Time out is an extreme form of ignoring, where the child is removed from all sources of attention for a specified period of time. It also gives parents a chance to cool down if they need it. Moreover, as the parents will learn to respond calmly, they will be able to use Time Out consistently and effectively. Furthermore, this technique is one of the most respectful ways for managing serious and challenging behaviour. The carer models a calm nonviolent approach in the knowledge that they have explained this consequence to their child beforehand. At a time when they may be highly emotionally dysregulated, the child will witness their carer remaining in control of their own emotional state. This can enable a child to feel safe, contained and secure. During the session, when parents apply time out through the therapist coaching/support, they learn not to talk; not to show any emotion and/or attention towards the misbehaviour. The time-out places can include; sitting on stair, on a chair, in the corner of the room etc. In addition, it is also highly important to explain what time out means to the children before the parents start implementing the technique [5,6].

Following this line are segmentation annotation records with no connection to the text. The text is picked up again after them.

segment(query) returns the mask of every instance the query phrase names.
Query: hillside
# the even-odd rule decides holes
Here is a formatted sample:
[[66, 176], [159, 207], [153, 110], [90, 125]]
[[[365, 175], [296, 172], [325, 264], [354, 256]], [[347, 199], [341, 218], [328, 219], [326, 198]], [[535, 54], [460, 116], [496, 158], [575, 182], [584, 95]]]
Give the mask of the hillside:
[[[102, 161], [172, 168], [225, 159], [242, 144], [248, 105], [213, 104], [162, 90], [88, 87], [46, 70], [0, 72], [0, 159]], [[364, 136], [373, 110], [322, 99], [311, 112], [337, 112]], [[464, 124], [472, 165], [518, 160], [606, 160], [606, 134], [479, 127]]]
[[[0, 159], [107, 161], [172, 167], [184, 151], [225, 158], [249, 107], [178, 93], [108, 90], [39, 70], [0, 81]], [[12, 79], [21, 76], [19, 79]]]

Conclusion & Brief Case Studies

Even though PIPT is designed primarily for the parents who have children with disruptive behavior or behavioral disorder, all of the techniques included in the programme can be implemented by any parent as they are all convenient/practical for children’s social, emotional, behavioral, cognitive, psychological development & well being.

I. Case Examples

A. J.S., 8 years old boy, referred to the unit as presenting challenging and oppositional behaviors towards both his friends and family. He had difficulty controlling her anger, was acting out-running out of school and throwing objects at other students. He found it very difficult to engage throughout the assessment and to separate from his mother. He hardly listened the explanations or commands. After couple of PIPT sessions, from the middle towards the end of the program, he was more compliant, more engaging, motivated with rewards/praises and overall a happy child. His misbehaviors both at home and school decreased significantly. His parents reported that home practices did really help.

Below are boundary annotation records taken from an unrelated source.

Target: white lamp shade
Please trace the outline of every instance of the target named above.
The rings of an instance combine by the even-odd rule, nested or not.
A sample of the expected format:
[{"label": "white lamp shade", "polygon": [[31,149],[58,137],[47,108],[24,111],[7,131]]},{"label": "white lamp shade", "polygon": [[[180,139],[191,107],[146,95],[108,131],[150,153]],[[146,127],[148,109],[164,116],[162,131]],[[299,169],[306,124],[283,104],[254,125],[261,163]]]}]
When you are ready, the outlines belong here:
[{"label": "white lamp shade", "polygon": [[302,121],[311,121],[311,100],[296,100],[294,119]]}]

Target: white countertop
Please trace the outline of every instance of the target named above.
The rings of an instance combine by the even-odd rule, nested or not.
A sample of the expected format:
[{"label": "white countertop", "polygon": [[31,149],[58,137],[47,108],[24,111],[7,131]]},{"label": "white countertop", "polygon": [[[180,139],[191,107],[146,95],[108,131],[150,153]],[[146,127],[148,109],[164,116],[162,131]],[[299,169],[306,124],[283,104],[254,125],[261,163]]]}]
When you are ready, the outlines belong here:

B. M.T, 10 years old adopted boy, was referred by Somerset Children’s Social care following concerns regarding his behavior. He is reportedly defiant and non-compliant, doesn’t enjoy affection and seeks to be in control of his parents. M.T. had extremely severe temper tantrums for his developmental level at home, in which his behaviour could be very dramatic. He often argued with adults, actively refusing adults’ requests and did things that annoy other people. He was blaming others for his misbehaviour. M.T. often lied and had used a weapon to threaten parents. He deliberately destroyed the property of others and had stolen money from his mother’s purse. After his participation in PIPT sessions with his parents, he became more compliant, was able to control his anger, his relationship with both parents & peers improved. Not only his adoptive parents but also his teachers were much more satisfied of his behaviour & attitude in general.

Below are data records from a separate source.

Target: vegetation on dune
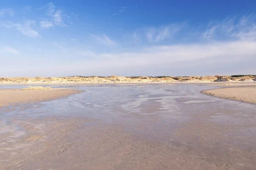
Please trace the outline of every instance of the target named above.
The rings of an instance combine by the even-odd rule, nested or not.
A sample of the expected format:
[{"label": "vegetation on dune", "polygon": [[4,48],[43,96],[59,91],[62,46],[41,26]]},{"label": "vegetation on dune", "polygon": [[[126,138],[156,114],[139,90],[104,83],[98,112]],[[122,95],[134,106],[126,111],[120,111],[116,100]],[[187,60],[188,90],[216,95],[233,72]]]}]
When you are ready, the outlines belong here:
[{"label": "vegetation on dune", "polygon": [[244,76],[256,77],[256,75],[230,75],[230,77],[244,77]]},{"label": "vegetation on dune", "polygon": [[51,89],[51,87],[43,87],[42,86],[32,86],[21,89],[21,90],[47,90]]}]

  1. Blomquist, Schnell (2002) Helping children with aggression and conduct problems: Best practices for intervention. London: Guilford Press, UK.
  2. McNeil, Cheryl Bodiford, Hembree-Kigin, Toni L (2010) Parent-Child Interaction Therapy: 2nd ed. London, UK.
  3. Clare Pallett, Kathy Blackeby, William Yule, Roger Weissman, Stephen Scott (2005) Fostering Changes: How to improve relationships and manage difficult behaviour. BAAF.
  4. Pallett (2008) Managing difficult behaviour. A handbook for foster carers of the under 12s. BAAF pp: 100.
  5. Kazdin (2005) Parent Management Training: Treatment for oppositional, aggressive and antisocial behaviour in children and adolescents. OUP: Oxford, UK.
  6. McMahon, Forehand (2003) Helping the non-compliant child: Family based treatment for oppositional behaviour, 2nd Edition. London: Guilford Press, UK.